I believe it's the last piece for many of us for a smooth(er) Exchange lifecycle. Given Exchange SE will be subscription/cloud supported, it seems to me (read, "I assume," so trust as far as you can throw) it will be the last version of Exchange ever for on-prem, updated in perpetuity. (Microsoft could choose to discontinue Exchange SE on-prem at some point; but given some customer industry mandated requirements to keep email data sovereignty local, I also assume this is less likely.)
As such, on a physical server, one would need to replace hardware naturally as it ages out so migrating Exchange (from metal to metal) is still something that would need to happen periodically (and at that point presumably the replacement Exchange server has the newer OS).
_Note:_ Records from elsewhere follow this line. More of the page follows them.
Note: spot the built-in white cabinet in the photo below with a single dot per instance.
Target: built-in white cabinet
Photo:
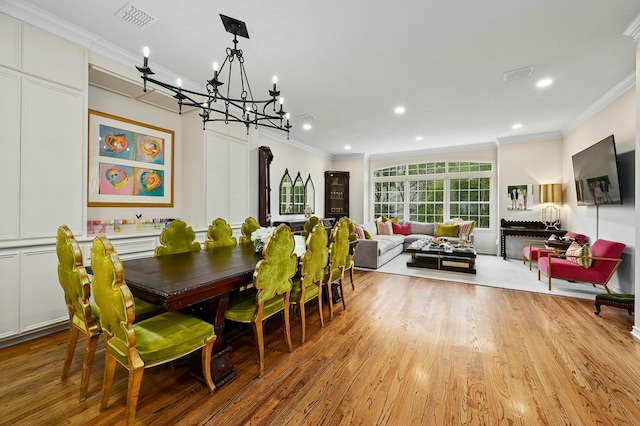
(43, 169)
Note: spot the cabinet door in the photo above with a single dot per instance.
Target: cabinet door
(52, 159)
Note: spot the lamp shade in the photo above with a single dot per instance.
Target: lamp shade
(551, 193)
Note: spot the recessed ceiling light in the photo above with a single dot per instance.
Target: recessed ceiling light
(544, 82)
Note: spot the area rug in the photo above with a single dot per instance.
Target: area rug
(493, 271)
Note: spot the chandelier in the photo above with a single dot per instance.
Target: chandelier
(219, 105)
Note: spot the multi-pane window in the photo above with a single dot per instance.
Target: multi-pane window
(447, 193)
(470, 200)
(426, 200)
(388, 199)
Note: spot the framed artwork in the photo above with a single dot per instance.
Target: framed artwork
(130, 163)
(520, 197)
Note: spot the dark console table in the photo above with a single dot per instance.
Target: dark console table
(523, 228)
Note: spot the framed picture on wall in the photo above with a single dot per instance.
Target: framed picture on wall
(520, 197)
(130, 163)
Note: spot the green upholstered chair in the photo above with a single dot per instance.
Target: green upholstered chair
(177, 238)
(136, 346)
(353, 242)
(334, 272)
(309, 225)
(308, 284)
(83, 315)
(219, 234)
(249, 225)
(271, 289)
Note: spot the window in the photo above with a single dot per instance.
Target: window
(434, 192)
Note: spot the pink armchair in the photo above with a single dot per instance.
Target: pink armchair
(532, 250)
(605, 257)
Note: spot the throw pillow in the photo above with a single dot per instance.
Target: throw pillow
(398, 229)
(576, 249)
(443, 230)
(384, 228)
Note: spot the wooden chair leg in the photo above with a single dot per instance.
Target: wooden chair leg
(257, 331)
(133, 391)
(206, 363)
(71, 347)
(89, 352)
(107, 381)
(302, 320)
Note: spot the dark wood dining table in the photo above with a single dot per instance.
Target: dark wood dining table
(198, 283)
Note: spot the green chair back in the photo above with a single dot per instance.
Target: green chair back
(83, 315)
(177, 238)
(249, 225)
(154, 341)
(220, 234)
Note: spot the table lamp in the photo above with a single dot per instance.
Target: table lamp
(551, 193)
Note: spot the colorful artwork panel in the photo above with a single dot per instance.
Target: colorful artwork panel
(116, 143)
(116, 179)
(149, 149)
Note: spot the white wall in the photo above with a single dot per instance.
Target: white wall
(616, 223)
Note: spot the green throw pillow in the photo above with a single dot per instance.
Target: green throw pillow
(446, 230)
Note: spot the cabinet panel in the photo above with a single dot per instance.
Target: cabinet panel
(10, 300)
(9, 41)
(52, 158)
(41, 296)
(227, 187)
(10, 158)
(53, 58)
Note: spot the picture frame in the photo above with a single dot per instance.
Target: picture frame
(130, 163)
(520, 197)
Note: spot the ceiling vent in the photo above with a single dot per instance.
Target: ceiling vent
(135, 16)
(517, 74)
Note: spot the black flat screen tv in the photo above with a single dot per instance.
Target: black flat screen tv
(595, 171)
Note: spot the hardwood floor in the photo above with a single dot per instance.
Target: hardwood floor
(406, 351)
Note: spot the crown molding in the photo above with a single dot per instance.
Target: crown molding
(532, 137)
(618, 90)
(633, 30)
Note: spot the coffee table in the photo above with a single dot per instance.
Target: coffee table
(443, 258)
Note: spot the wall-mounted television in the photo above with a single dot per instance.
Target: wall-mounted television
(595, 171)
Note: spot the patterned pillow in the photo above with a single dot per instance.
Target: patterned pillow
(576, 249)
(447, 230)
(384, 228)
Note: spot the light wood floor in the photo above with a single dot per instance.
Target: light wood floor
(407, 351)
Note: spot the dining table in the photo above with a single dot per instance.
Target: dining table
(198, 283)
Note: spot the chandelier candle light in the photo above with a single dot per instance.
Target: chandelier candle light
(219, 106)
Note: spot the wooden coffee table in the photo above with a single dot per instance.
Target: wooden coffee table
(456, 259)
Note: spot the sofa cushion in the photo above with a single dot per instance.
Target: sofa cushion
(422, 228)
(443, 230)
(576, 249)
(388, 242)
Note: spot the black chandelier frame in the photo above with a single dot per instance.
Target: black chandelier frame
(216, 105)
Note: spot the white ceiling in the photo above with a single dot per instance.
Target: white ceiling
(350, 63)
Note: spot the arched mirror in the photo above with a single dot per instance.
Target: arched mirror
(298, 195)
(309, 196)
(286, 194)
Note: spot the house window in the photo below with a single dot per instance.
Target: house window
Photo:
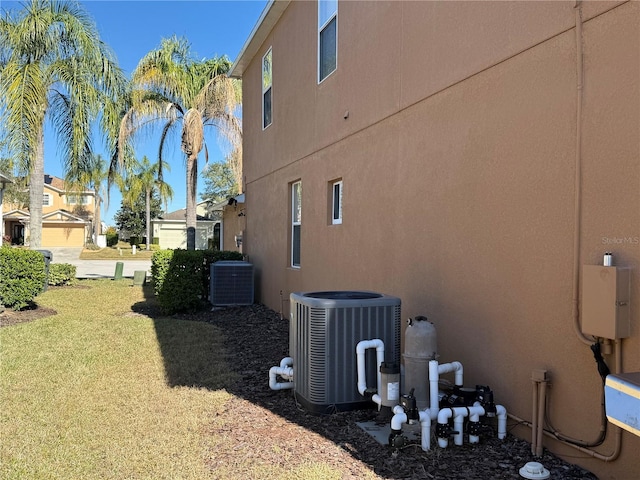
(327, 38)
(336, 204)
(77, 199)
(296, 222)
(266, 89)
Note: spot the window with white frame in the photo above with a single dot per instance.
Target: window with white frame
(266, 89)
(296, 222)
(336, 204)
(78, 199)
(327, 38)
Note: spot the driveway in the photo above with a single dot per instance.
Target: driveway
(96, 268)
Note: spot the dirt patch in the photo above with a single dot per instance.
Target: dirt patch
(271, 427)
(33, 312)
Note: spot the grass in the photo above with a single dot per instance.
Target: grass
(86, 393)
(112, 253)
However, in a pure-virtual environment (perhaps this is why Nino_Bilic​ mentioned physical vs. virtual servers), technically, the Exchange SE server (as a virtual guest) could be maintained, upgraded, and migrated to other physical host hardware, all without needing a metal-to-metal migration. In this scenario (which I am in) ideally, one could:
- Keep Exchange SE perpetually up to date with CU/SU/HUs
- Upgrade the underlying OS on the Exchange Server virtual guest when necessary (OS goes EOL) if it were supported.
- Migrate the Exchange Server virtual guest to an alternate physical host when necessary
The abstracted virtual layer presents unique opportunities for an uninterrupted lifecycle for Exchange Server (but only if upgrading the underlying OS becomes supported).